Artgineering ist ein Planungsbüro an der Schnittstelle von Verkehrs-, Stadt- und Landschaftsplanung, das Stefan Bendiks und Aglaée Degros 2001 gründeten. Seitdem beschäftigen sie sich mit der Transformation des öffentlichen Raums weg vom Autoverkehr hin zur aktiven Mobilität. Sie gestalteten öffentliche Räume in den Niederlanden und Belgien und waren federführend am Masterplan für die Radoffensive 2030 der Stadt Graz beteiligt, der derzeit Schritt für Schritt umgesetzt wird. Im Gespräch erzählt Stefan Bendiks, warum Verkehrsraum immer auch öffentlicher Raum ist und warum seine Transformation eine völlig neue Denk- und Herangehensweise erfordert. Das Gespräch ist in voller Länge im Podcast Morgenbau anzuhören.

5. März 2024 - Anne Isopp
„Wir beschäftigen uns seit über zehn Jahren mit dem Thema Radverkehr. Die Sensibilisierung dafür ist essenziell für die Qualität des urbanen Umfelds. Für die Stadt Graz haben wir den Masterplan für die Radoffensive Graz 2030 mitentwickelt. Die Radoffensive wurde noch in der Zeit des ehemaligen Grazer Bürgermeisters Siegfried Nagl gestartet. Das ist ein spannendes Projekt, für das die Stadt Graz gemeinsam mit dem Land Steiermark 100 Millionen Euro für zehn Jahre bereitgestellt hat.
Es gab bereits eine Radnetzstudie, die wir in ein Routennetz mit Hauptrouten übersetzt haben. Und jetzt geht es schrittweise in die Umsetzung. Im Zuge der Realisierung gibt es natürlich größere Widerstände. Die Frage ist immer: Wo nimmt man den Raum für die neuen Radrouten her? Gerade in Graz ist das eine große Herausforderung. Jeder, der Graz kennt, weiß, dass die Einfallstraßen oft sehr schmal sind, sogar zu schmal für nur eine Modalität, also nur fürs Autofahren. Und da soll auch noch ein Radweg dazukommen. Wir haben oft nach alternativen Wegen suchen und Kompromisse finden müssen. Denn es hat natürlich wenig Sinn, wenn die Hauptradroute nicht dort verläuft, wo Kindergarten, Schule und Supermarkt auf dem Weg liegen. Massive Widerstände gibt es vor allem dort, wo wir durch das Wegnehmen von Parkplätzen versuchen, Raum zu schaffen.
Im Masterplan haben wir klar das Ziel formuliert, dass wir nicht dem ÖPNV oder den Fußgängern Platz wegnehmen wollen zugunsten des Radverkehrs, sondern wenn dann eher dem Auto. Das kann natürlich auch kritisiert werden. Warum gerade dem Auto? Wir argumentieren dann, dass dem motorisierten Individualverkehr in den letzten fünfzig Jahren unverhältnismäßig viel Raum zugeteilt wurde. Hier müssen wir ein neues Gleichgewicht finden. Die Politik spricht sogar von der Umkehrung der Verkehrspyramide. Dieser Fachbegriff besagt, dass Fußverkehr, Radverkehr und der öffentliche Verkehr das Fundament bilden. Erst dann kommt der Autoverkehr. Man sollte also den Basismodalitäten, dem Zu-Fuß-gehen, Radfahren und dem ÖPNV mehr Raum geben.

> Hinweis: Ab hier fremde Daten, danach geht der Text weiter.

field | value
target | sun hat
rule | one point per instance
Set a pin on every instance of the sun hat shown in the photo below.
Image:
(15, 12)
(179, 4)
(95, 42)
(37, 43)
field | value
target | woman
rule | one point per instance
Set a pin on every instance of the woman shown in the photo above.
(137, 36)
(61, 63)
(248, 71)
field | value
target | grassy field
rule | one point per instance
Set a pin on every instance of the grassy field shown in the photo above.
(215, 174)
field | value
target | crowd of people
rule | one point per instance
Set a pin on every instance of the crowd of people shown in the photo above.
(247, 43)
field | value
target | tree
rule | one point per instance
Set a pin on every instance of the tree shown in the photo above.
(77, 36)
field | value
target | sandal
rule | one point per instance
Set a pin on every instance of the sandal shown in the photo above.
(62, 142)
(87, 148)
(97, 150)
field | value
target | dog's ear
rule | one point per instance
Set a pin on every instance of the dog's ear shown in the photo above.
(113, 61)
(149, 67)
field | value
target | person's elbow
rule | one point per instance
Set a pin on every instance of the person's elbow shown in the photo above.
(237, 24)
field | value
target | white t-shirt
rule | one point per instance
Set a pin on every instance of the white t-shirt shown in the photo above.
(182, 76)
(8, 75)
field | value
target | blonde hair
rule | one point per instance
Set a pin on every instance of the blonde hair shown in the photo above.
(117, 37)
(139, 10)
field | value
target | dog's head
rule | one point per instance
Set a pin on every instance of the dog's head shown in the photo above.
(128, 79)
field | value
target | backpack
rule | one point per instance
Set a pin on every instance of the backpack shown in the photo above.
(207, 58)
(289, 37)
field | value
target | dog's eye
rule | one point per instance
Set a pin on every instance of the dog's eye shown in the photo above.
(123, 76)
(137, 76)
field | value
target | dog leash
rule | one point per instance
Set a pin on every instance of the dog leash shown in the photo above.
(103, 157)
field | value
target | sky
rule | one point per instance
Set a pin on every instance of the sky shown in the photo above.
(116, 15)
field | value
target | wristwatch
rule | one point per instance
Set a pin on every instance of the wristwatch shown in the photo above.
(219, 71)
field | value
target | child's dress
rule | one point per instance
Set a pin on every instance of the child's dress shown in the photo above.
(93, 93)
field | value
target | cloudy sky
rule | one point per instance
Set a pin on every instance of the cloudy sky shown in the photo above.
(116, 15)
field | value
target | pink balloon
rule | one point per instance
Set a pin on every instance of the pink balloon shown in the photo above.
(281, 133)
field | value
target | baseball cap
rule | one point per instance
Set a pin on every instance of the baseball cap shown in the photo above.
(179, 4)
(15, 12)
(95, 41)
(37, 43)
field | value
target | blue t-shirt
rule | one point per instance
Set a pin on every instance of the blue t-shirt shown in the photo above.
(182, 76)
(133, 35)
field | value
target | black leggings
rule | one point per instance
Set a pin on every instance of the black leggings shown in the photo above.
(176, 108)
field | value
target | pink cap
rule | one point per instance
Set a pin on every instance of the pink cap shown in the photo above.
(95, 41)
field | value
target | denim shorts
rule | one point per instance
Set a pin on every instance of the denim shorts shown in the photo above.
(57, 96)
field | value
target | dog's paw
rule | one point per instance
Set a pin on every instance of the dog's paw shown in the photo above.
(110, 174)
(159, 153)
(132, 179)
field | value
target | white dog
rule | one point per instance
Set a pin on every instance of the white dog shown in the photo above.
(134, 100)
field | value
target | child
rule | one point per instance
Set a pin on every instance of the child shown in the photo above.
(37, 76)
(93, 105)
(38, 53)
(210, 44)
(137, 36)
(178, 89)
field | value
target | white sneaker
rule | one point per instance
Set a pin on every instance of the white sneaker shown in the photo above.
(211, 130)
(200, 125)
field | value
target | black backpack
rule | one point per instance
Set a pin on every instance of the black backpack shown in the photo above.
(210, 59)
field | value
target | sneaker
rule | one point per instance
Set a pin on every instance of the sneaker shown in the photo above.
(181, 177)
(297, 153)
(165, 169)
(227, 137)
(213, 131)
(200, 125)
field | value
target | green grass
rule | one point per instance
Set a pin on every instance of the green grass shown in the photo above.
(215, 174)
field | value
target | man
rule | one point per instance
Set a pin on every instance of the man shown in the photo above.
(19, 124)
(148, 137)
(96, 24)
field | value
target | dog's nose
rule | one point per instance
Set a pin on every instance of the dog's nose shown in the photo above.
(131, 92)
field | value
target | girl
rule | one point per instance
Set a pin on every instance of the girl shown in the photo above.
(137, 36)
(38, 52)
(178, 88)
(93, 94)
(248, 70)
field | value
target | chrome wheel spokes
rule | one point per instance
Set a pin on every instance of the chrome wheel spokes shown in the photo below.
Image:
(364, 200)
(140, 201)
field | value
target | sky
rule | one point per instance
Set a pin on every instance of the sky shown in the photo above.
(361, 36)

Wir haben vor ein paar Jahren ein Handbuch für die Transformation des öffentlichen Raums herausgegeben. Es nennt sich „Traffic space is public space“. Wir müssen uns wieder bewusst werden, dass jede Verkehrsfläche per definitionem öffentlich ist. Verkehrsraum ist öffentlicher Raum. Und die Nutzung dieses Verkehrsraums müssen wir neu denken, nicht mehr nur vom Auto her. Da geht es gar nicht nur um den Radverkehr, sondern auch um den Fußverkehr, um Verweilräume ebenso wie um ökologische Aspekte. Wir müssen viel mehr Flächen entsiegeln, mehr Bäume und mehr Grünflächen in die Stadt bringen. Auch dafür brauchen wir Platz. Im Verkehrsraum sehen wir dafür das meiste Potenzial. Doch das Auto hat nach wie vor eine starke Lobby. Wir müssen unsere öffentlichen Räume anders wahrnehmen und anders planen. Das stellt alles bisher Gekannte auf den Kopf und erfordert von uns neue Denk- und Herangehensweisen.“

Stefan Bendiks und Aglaée Degros führen das Büro Artgineering mit Bürostandorten in Brüssel und Graz. An der TU Graz ist Aglaée Degros zudem Professorin für Städtebau. Artgineering arbeitet an der Schnittstelle von Verkehrs-, Stadt- und Landschaftsplanung. Für die Stadt Graz entwickelte das Büro den Masterplan für die Radoffensive 2030, der derzeit schrittweise umgesetzt wird. 2019 gaben Stefan Bendiks und Aglaée Degros ein Handbuch zur Transformation mit dem Titel „Traffic space is public space“ heraus.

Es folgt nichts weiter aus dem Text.